La belligérante attrapa la rouquine par l’épaule, plongea intensément son regard dans celui de la jeune soubrette, et lui demanda d’aller lui chercher une feuille et de quoi écrire. Elle n’allait pas attendre la réponse des rebelles sans rien faire. Pour être sûre que Gaven comprenne parfaitement la situation dans laquelle elle se trouvait, Erel allait tout lui écrire. Une sorte de testament, une lettre d’adieu, ses dernières volontés pour leur relation. Elle ne voulait pas que son ex-fiancé pense qu’elle l’avait abandonné, trahi, ou pire encore.
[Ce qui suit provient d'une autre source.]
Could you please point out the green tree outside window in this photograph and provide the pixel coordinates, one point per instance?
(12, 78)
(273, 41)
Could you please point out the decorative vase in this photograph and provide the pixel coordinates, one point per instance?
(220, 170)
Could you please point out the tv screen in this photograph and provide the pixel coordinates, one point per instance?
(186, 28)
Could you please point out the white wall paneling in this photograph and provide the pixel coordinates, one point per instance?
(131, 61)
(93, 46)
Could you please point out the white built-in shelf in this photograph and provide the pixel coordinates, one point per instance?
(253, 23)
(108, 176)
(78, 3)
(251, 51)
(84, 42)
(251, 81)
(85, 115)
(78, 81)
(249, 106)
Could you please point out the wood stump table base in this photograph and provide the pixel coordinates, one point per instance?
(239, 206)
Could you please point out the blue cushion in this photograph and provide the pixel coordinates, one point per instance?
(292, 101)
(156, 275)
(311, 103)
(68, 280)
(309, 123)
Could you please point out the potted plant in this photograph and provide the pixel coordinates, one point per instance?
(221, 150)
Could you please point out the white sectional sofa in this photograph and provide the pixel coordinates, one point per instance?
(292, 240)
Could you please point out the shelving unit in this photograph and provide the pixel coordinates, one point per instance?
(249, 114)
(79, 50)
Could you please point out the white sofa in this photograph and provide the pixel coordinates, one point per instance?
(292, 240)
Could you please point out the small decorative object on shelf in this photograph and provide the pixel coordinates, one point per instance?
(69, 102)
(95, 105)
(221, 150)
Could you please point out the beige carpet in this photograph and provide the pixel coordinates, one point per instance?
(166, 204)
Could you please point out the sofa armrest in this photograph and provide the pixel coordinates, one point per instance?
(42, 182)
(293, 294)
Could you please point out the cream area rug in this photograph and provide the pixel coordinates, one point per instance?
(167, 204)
La servante à la crinière flamboyante hocha la tête et partit à la hâte trouver les fournitures demandées par son amie. Elle trouvait ça particulièrement romantique et, évidemment, elle se ferait la messagère de cet amour. Elle rendrait service à cette guerrière qu’elle connaissait assez peu mais avec qui elle partageait une amitié sincère.